Interactive scenarios are elearning’s 21st-century stories, allowing learners to participate in the narrative and influence the story’s outcome. But what makes scenarios so effective in learning? Here are four reasons why…
1. Scenarios motivate learners
Our natural curiosity draws us to the unexpected. What will happen next? Are my predictions correct? What are the long- and short-term implications of what’s just happened? Will the likeable character succeed, while the less-likeable one fail?
A well-constructed scenario will keep learners asking these questions and fuel their intrinsic motivation.
The award-winning Broken Co-Worker scenario by Elearner Engaged is a great example of this. This scenario is based on the grey area of inter-office relationships. The characters and storyline keep learners engaged and curious about how the situations will unfold. And, as in many interactive scenarios, the power of learners to influence the story just adds to the motivation.
2. Scenarios challenge learners to learn from mistakes
Connect with Haji Kamal by Kinection is another example of an interactive scenario that allows multiple branching paths through the learning process. This scenario places the learner as an advisor to an inexperienced army officer in Afghanistan.
By giving learners decision-making tools, such as a diverse range of advice and opinions from fellow officers and Afghani responses to earlier decisions, learners steer the young military officer through sensitive cultural situations.
The way the story unfolds, based on learner input, challenges learners by allowing them to make mistakes, see the impact of those mistakes and then take remedial action to recover—or make the situation even worse by making more poor decisions!
The learners’ ability to run the scenario multiple times, coming to an optimal outcome more directly as they learn from earlier mistakes, is a natural motivator and powerful learning reinforcement mechanism.
3. Scenarios recreate real-life situations in which learners can gain real-world skills and experience
Scenarios set in a contextual setting familiar to learners—or at least a setting they can imagine themselves in—allows them to more readily understand the situations presented. This also makes it easier to transfer knowledge and ideas from short-term to long-term memory. And the realistic, learner-centric context common to quality scenarios make the learners’ actions easier to transfer to the real world.

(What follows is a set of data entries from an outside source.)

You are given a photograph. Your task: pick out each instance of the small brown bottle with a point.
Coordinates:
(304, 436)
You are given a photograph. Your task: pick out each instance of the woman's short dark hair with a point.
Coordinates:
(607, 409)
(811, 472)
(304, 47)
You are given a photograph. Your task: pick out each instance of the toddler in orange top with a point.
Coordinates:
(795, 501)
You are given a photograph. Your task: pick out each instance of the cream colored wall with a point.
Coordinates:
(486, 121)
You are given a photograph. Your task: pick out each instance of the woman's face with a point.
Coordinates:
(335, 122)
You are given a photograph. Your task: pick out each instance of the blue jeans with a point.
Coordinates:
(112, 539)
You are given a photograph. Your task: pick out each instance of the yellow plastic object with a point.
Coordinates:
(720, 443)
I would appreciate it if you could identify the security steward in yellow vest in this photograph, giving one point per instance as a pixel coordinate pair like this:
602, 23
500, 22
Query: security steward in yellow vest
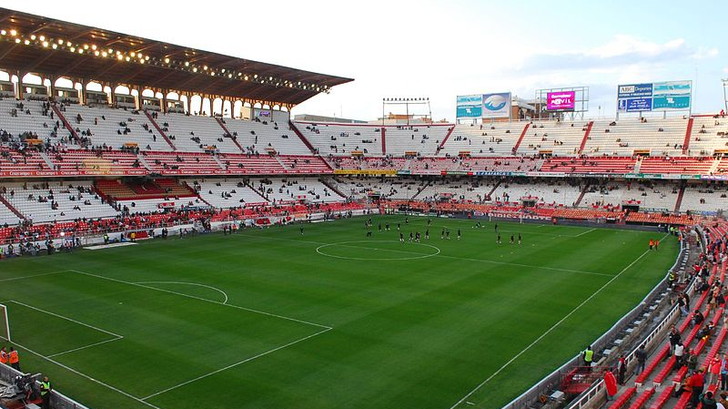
45, 393
588, 356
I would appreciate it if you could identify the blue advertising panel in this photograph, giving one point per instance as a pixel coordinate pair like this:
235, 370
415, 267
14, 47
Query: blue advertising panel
497, 105
634, 91
470, 111
469, 106
671, 102
675, 95
635, 104
470, 99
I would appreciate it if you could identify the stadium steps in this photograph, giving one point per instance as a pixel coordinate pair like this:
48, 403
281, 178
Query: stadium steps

The BAFTA award winning Lifesaver ‘Crisis Simulator’ from Unit9 is a cutting-edge example of an immersive scenario. The emotive storylines and realism give learners an experience that would be difficult to replicate in other modes of elearning.
4. Scenarios allow safe exploration of risky or sensitive situations
Another important advantage of elearning scenarios is their ability to allow learners to explore situations that might be too risky, difficult, sensitive or expensive to explore in real life, or are at the extreme ends of what mainstream training might cover. And learners have the luxury of being able to repeat these experiences over and over again, without risk to themselves or others, until they are comfortable with the concepts.
Kognito provides some good examples of scenarios that deal with sensitive mental health issues, among other things. These scenarios allow learners to explore and experiment with various ways to approach these sensitive and potentially damaging situations.
The experiential nature of learning within a well-devised scenario allows learners to participate in the situation they’re learning about and exercise their problem-solving skills.
They also tap into many basic human emotions and tick several of the boxes that make gamification such a potent learning device. This makes scenarios a very powerful tool in the L&D team’s arsenal. And the good news is that modern elearning authoring tools, like Elucidat, allow you to build branching scenarios easily.